For a first look at TLA+, I suggest to ignore all the reference
materials, and simply read carefully:
		PlusCal-examples/two_threads.tla .
If you prefer pretty-printing, you can look instead at a pretty-printed
version of the same source code:
		PlusCal-examples/two_threads.pdf

Note that the code appears near the top in an "--algorithm threads" statement.
This region holds the plusCal version of the code.  The TLA+ toolbox
allows you to translate that into direct TLA+ code.  Note the TLA+
translation appearing after "BEGIN TRANSLATION", lower down in the file.

Presumably, you have already written your multi-threaded code in C or
a similar language.  So, why is it useful to write your code a second
time, but this time in PlusCal, and now with the addition of labels to
indicate which sequences of statements are atomic?  The reason is that
the TLA+ toolbox is an explicit-state model checker.

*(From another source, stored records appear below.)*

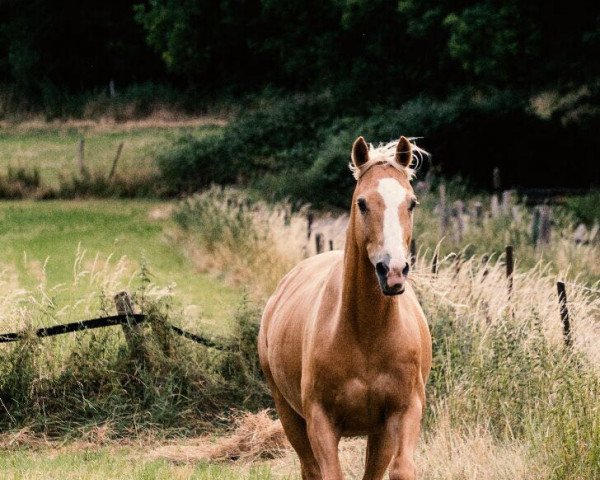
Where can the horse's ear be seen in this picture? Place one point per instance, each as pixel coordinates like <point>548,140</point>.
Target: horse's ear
<point>360,152</point>
<point>404,152</point>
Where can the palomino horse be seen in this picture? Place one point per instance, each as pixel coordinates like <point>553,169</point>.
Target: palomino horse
<point>343,341</point>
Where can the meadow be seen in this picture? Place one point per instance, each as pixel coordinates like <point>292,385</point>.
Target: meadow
<point>507,400</point>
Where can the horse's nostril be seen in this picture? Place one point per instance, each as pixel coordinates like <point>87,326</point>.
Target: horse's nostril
<point>405,270</point>
<point>382,269</point>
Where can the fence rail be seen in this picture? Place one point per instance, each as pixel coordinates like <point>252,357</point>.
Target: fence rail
<point>126,318</point>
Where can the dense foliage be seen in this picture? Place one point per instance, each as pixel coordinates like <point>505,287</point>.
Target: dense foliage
<point>299,147</point>
<point>487,83</point>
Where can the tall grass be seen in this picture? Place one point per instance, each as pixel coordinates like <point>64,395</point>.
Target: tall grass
<point>506,398</point>
<point>75,385</point>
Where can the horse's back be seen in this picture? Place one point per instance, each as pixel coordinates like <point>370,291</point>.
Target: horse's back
<point>293,304</point>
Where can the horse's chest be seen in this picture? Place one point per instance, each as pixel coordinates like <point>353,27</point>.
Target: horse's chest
<point>360,405</point>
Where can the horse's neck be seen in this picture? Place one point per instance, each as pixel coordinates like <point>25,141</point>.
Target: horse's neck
<point>364,308</point>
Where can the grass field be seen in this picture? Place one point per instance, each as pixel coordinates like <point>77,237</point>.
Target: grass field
<point>55,243</point>
<point>53,149</point>
<point>114,463</point>
<point>506,401</point>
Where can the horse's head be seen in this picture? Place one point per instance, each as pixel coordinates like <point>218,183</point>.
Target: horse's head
<point>382,208</point>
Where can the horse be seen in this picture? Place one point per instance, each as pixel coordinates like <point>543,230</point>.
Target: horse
<point>343,342</point>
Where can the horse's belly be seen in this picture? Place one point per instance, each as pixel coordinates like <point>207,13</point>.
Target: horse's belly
<point>361,407</point>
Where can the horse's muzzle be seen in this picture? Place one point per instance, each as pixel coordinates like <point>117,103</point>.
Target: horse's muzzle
<point>392,276</point>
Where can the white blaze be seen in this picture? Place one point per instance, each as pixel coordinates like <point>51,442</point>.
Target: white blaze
<point>393,237</point>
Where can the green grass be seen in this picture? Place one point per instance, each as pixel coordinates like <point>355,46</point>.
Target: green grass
<point>113,463</point>
<point>54,149</point>
<point>39,242</point>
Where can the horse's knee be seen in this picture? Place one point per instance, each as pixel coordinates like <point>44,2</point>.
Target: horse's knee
<point>403,470</point>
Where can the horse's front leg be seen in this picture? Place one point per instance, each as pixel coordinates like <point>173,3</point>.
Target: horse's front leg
<point>324,439</point>
<point>381,447</point>
<point>403,465</point>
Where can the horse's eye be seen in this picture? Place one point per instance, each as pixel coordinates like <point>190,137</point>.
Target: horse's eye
<point>362,205</point>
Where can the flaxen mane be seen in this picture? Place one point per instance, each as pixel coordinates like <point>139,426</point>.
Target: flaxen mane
<point>386,153</point>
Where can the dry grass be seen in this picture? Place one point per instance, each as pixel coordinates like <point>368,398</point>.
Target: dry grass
<point>506,399</point>
<point>253,437</point>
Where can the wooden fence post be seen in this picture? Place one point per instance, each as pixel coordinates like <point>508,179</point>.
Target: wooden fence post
<point>510,267</point>
<point>564,313</point>
<point>478,212</point>
<point>81,158</point>
<point>133,333</point>
<point>319,242</point>
<point>545,225</point>
<point>457,212</point>
<point>309,220</point>
<point>115,161</point>
<point>535,227</point>
<point>444,222</point>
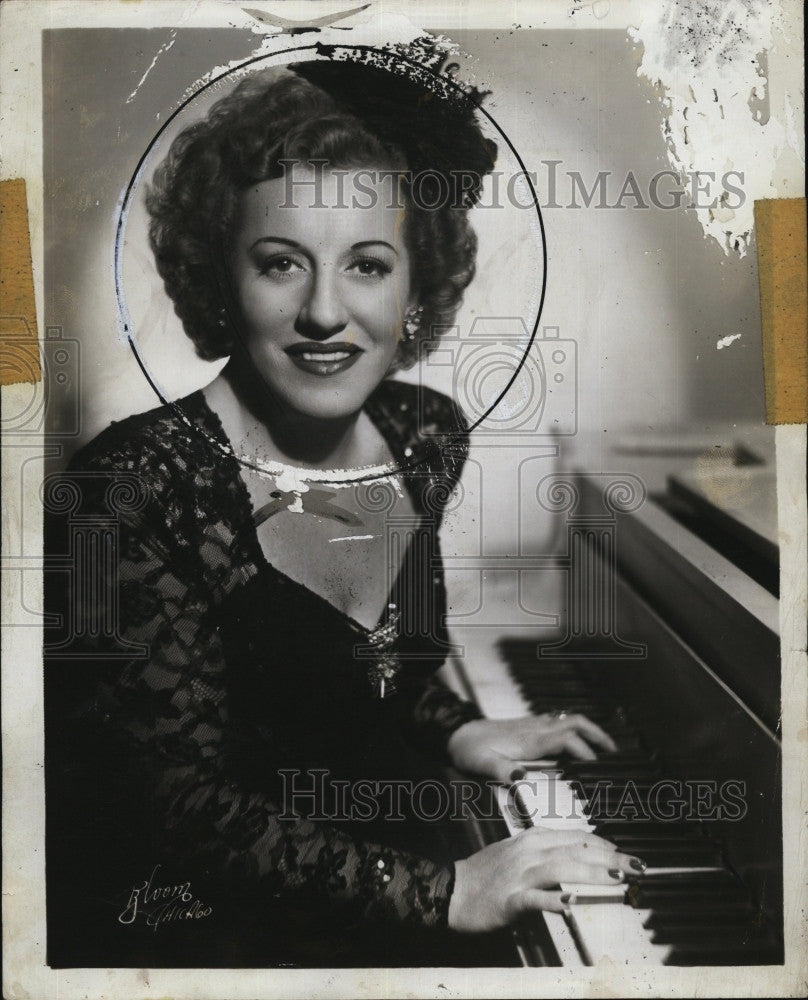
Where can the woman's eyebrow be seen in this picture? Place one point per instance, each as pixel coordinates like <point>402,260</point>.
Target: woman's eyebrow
<point>276,239</point>
<point>374,243</point>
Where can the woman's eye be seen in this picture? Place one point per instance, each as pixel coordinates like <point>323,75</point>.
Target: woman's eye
<point>370,267</point>
<point>281,265</point>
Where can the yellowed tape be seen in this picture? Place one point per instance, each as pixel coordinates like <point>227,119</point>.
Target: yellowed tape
<point>783,277</point>
<point>19,349</point>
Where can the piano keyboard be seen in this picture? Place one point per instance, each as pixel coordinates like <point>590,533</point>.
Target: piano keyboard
<point>690,907</point>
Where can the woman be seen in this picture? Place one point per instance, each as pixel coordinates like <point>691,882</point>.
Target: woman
<point>290,645</point>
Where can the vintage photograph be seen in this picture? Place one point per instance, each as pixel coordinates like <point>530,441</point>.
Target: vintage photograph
<point>395,557</point>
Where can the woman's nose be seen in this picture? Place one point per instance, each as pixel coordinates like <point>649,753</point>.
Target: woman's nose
<point>323,313</point>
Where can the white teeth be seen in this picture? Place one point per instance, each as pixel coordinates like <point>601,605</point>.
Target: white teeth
<point>331,356</point>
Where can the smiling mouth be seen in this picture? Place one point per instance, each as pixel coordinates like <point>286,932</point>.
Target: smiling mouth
<point>324,359</point>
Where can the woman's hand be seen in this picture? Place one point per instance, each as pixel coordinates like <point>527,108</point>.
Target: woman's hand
<point>521,875</point>
<point>494,747</point>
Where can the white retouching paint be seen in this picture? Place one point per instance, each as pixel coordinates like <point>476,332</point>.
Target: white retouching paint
<point>708,61</point>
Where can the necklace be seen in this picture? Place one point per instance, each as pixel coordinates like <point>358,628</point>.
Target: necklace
<point>297,490</point>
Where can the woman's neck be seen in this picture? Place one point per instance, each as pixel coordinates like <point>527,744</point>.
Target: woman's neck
<point>259,426</point>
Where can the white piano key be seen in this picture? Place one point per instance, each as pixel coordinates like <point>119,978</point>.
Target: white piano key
<point>615,933</point>
<point>550,802</point>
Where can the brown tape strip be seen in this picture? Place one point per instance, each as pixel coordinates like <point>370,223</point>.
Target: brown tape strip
<point>783,278</point>
<point>19,349</point>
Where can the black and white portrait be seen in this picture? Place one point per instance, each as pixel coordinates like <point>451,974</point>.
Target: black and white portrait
<point>396,552</point>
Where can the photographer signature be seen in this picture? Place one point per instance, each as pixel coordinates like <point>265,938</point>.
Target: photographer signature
<point>162,904</point>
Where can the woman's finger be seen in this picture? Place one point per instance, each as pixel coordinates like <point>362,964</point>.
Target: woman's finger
<point>591,731</point>
<point>502,768</point>
<point>533,900</point>
<point>553,871</point>
<point>577,747</point>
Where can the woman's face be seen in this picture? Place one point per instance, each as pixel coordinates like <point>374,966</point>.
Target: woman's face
<point>322,287</point>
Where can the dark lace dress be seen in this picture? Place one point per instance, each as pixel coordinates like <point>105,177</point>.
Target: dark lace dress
<point>249,687</point>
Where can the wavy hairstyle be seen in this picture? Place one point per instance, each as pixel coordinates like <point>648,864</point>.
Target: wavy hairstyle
<point>277,115</point>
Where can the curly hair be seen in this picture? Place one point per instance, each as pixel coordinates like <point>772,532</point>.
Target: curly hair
<point>272,116</point>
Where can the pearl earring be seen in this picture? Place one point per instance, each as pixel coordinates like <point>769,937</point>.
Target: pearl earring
<point>412,322</point>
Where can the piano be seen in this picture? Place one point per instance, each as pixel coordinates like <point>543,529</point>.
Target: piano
<point>669,640</point>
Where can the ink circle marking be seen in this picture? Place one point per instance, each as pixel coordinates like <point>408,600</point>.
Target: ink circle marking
<point>134,180</point>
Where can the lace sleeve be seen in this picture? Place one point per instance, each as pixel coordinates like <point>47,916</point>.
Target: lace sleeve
<point>169,711</point>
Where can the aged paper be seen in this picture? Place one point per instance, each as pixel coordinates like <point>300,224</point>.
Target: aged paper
<point>607,356</point>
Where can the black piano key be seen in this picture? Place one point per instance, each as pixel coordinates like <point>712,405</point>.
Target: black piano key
<point>699,920</point>
<point>739,954</point>
<point>725,934</point>
<point>652,829</point>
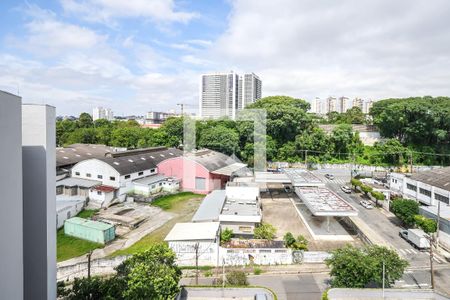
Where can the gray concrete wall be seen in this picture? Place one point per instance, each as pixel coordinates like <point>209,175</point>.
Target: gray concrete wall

The model checker allows you to consider _all_ possible inter-leavings
of statements (with some caveats) in the different processes of your
PlusCal program.  Your original multi-threaded program can only select the
random inter-leavings of different threads chosen by the scheduler or your
operating system.  So, now you examine your code from a new viewpoint.

The risk of model checking is that your model may or may not accurately
reflect the original multi-threaded code.  Note the famous aphorism:

	"All models are wrong but some are useful".
    by George Box, in _Robustness in Statistics_, Academic Press, 1979

Now, let's look at the low-level TLA+ code that starts with
"BEGIN TRANSLATION".  Here, your plusCal program has been translated
into a language for explicit-state model checking.  Luckily, with a few
simple clues, this low-level TLA+ language is also easy to read.

The first clue to reading TLA+ is that TLA+ tries to create a model based on
a finite state automaton.  Each state consists of:
  the current statement of each thread (indicated by the PlusCal label); and
  the values of the global variables.  See the TLA+ "VARIABLES" statement.

If your model allows an infinite number of variable values, then you
will have an infinite number of states to check.  So, your model
should restrict the variable values.  For example, maybe all
integer values larger than 3 could be represented by "LARGE".

The second clue to reading TLA+ is that each paragraph typically
refers to a transition between two states.  That is why it will refer
to both pc and pc'.  (Continue reading below for the meaning of pc and pc'.)

The third clue to reading TLA+ is that it refers to a pc[] array.
This is the "program counter".  So, pc["thr1"] refers to the
the current program counter, or statement label for process "thr1".

The fourth clue to reading TLA+ is that a prime (') after a variable
name, such as x', means that this is the value of the the variable
x in the next state (the target of the current transition between states).
Similarly, pc' refers to the value of the program counter in the
next state (i.e., the label of the statement that we will execute
next after the current transition).

The fifth clue to reading TLA+ is that the "=" operator is the same
as "==" in Java or C/C++.  Still More important, no variable is ever
modified or set to a new value in TLA+!  Instead, we are simply comparing
the variable values found in the source and target states, during a
transition between the two states.

Finally, for good or bad, you must get used to reading TLA+ code if
you want to understand what your PlusCal program is doing.  When TLA+
"compiles" a PlusCal program to TLA+, and when TLA+ runs the resulting
TLA+ program within a "model" (analogous to an executable), then any
TLA+ error statements will likely refer to the underlying TLA+ code,
and not to the PlusCal code itself.  TLA+ will provide an error trace
of a series of states if a model error is found.  But that error trace
will refer to TLA+, and not to PlusCal.

The program, two_threads.tla, is a good place to start reading
PlusCal/TLA+.  But when you understand it, consider reading some of the
other PlusCal examples in the same directory.